İç çekip "Gerçekse de hallederiz zaten" diye mırıldandı Minho. Changbin saniyesinde gülmüştü "Gerçek olmasına ihtimal veriyor musun gerçekten!?
"Belli olmaz"
Polislere güvenmezdi ancak insanların gözlerine çok güvenirdi Minho.
Sinirli dursa, ciddi bir mesele konuşsa ve zaman zaman öfkelense bile o adamın gözleri gerçekten yardıma muhtaç görünüyordu.
Eh, bu söylediği her şeyin bir saçmalıktan ibaret olduğu gerçeğini değiştirmezdi tabi.
Yandan bir sırıtış eşliğinde birasına uzandı. Boğaz yakan sıvıyı midesine gönderdikten sonra ağzını tatlandırmak için birkaç kuruyemiși çiğnediğinde Changbin onun için yeni bir bardak doldurmuș ve bu saçma meseleyi bir kenara bırakarak daha önemli işlerden konuşmaya başlamışlardı.

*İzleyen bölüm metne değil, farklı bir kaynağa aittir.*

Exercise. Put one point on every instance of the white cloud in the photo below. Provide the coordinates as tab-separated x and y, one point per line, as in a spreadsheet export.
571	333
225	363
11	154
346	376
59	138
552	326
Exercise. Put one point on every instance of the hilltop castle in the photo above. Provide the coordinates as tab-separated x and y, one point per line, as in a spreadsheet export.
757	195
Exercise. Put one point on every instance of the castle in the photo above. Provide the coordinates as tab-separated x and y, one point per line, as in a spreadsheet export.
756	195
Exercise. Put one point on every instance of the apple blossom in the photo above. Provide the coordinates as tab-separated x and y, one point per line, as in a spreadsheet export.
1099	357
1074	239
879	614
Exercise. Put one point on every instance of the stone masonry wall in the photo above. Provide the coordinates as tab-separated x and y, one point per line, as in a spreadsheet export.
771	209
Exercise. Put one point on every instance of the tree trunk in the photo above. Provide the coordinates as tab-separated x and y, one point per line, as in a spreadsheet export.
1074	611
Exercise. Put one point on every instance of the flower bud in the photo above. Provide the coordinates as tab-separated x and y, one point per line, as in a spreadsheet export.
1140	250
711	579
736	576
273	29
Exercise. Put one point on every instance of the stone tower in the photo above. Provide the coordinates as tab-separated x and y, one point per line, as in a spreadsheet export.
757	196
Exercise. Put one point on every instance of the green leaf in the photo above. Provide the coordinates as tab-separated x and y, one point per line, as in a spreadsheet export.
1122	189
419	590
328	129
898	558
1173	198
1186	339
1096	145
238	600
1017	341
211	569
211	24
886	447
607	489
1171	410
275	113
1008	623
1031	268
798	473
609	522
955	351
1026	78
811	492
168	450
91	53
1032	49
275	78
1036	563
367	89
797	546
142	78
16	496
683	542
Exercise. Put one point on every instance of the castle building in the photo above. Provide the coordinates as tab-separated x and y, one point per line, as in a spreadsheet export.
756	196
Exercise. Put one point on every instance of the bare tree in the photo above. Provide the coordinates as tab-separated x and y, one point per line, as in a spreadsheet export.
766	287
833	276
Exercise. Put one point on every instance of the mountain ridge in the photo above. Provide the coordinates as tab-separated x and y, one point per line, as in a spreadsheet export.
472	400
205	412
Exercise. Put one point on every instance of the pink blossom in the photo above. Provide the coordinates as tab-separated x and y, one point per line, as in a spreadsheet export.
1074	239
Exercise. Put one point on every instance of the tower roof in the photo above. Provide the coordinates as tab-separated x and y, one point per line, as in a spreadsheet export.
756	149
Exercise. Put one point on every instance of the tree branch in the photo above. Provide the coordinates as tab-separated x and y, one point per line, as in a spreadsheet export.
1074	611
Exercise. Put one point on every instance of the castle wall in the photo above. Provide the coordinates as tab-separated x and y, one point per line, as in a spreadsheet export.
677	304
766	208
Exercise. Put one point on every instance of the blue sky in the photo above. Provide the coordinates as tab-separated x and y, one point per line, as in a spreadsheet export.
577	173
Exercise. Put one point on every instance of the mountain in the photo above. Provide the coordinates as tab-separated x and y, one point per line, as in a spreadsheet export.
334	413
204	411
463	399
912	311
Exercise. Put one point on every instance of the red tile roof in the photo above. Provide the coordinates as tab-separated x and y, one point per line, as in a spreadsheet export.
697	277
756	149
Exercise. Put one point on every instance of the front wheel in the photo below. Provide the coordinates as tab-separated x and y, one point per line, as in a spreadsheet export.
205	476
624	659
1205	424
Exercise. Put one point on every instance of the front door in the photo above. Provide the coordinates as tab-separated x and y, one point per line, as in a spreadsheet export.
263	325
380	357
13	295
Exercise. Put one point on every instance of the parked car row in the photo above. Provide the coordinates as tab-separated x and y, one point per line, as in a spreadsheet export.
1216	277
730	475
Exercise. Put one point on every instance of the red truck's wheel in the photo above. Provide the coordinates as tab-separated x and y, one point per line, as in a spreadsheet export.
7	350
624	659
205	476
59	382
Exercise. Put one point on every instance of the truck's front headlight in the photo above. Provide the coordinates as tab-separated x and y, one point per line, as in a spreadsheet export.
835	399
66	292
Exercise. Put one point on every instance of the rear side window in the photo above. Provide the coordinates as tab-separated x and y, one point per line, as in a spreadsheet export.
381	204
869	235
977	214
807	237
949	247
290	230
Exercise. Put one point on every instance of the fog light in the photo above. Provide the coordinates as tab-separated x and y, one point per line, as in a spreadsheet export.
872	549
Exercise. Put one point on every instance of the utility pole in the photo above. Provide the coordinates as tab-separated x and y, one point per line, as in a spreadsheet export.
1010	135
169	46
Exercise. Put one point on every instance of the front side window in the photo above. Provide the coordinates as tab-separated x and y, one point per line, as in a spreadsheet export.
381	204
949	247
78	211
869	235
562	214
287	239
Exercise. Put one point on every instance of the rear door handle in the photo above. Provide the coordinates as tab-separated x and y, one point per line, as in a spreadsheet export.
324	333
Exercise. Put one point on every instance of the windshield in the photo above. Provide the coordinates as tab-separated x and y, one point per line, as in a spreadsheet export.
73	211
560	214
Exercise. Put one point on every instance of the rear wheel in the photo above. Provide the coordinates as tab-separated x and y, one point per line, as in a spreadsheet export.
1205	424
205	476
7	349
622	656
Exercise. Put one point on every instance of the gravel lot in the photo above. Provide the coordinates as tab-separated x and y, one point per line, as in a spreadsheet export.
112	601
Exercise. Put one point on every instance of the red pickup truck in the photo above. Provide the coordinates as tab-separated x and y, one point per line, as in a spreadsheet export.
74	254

Iki lider içeride bir saat geçirdikten sonra birlikte dışarı çıktılar. Kapıyı açar açmaz kulaklarını dolduran müzik sesine Minho tepki vermezken Changbin gözlerini kıstı. Beyni zonkluyordu resmen.
Bara doğru ilerleyip kendisine hafif bir şeyler istedi Minho. Bu sırada Changbin kulüpten tamamen dışarı çıkmış dışarıdaki araba yarışlarına doğru yol almıştı.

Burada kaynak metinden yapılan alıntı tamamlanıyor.